Blue chub
- Conservation status: Least Concern (IUCN 3.1)

Scientific classification
- Kingdom: Animalia
- Phylum: Chordata
- Class: Actinopterygii
- Order: Cypriniformes
- Family: Leuciscidae
- Genus: Gila
- Species: G. coerulea
- Binomial name: Gila coerulea (Girard, 1856)
- Synonyms: Cheonda coerulea Girard, 1856 ; Klamathella coerulea (Girard 1856) ; Tigoma bicolor Girard, 1856 ;

= Blue chub =

- Authority: (Girard, 1856)
- Conservation status: LC

Species of fish

The blue chub (Gila coerulea) is a species of freshwater ray-finned fish belonging to the family Leuciscidae, which includes the daces, chubs, Eurasian minnows and related species. This fish is found in the western United States.

==Taxonomy==
The blue chub was first formally described as Cheonda coerulea in 1859 by the French biologist Charles Frédéric Girard with its type locality given as the Lost River in California. It is now classified within the genus Gila which is classified in the subfamily Laviniinae of the family Leuciscidae.

==Etymology==
The blue chub is classified in the genus Gila, a genus proposed in 1853 by Spencer Fullerton Baird and Charles Frédéric Girard. Baird and Girard did not explain what the name alluded to, it may be to the Gila River, although Baird and Girard said the first three species they classified in this genus were found in the neighbouring Zuni River, which they may have thought were both part of the same drainage. Alternatively, they chose the name to give the genus a southwestern United States flavor. The specific name, coerulea is an alternative spelling of caerulea, which means "dark blue". Girard described this species as having a grayish blue back.

==Description==
The blue chub has its dorsal fin supported by 9 soft rays while the anal fin contains 8 or 9 soft rays. It has a large eye, a pointed snout with a terminal mouth which extends as far as the front of the eye. It has a rather slender, laterally compressed body with a slender caudal peduncle. They have silvery sides with a dark back. The males develop a blue snout, orange fins and orange flanks in the breeding season. They rarely exceed 38 cm in length, with a maximum total length of 41 cm.
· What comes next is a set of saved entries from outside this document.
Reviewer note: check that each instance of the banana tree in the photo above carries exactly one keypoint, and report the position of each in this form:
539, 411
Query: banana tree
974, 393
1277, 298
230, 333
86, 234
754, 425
==Distribution and habitat==
The blue chub is endemic to the Western United States where it is found in the Lost River and the Klamath River in California and Oregon. It has colonised reservoirs downstream of Klamath Falls where it was not thought to be present in the past. It has also been introduced to other river catchments in Oregon. This species prefers rocky habitats in pools of small streams to large rivers and along the rocky shores of reservoirs and lakes.

==Biology==
The blue chub feeds on the aquatic larvae of insects, water fleas, and filamentous algae. They can tolerate low levels of dissolved oxygen and water temperatures as high as 32 °C. They spawn in Upper Klamath Lake in may and June when the water temperature reaches 15 to 18 °C, laying eggs along shorelines of rock, gravel or rubble. each spawing female will be attended by a small number of males. This species can live to 17 years old.

==Conservation==
The blue chub is classed as Least-concern by the International Union for Conservation of Nature although they state that water abstraction and introduced non native invasive species, especially the fathead minnow (Pimephales promelas).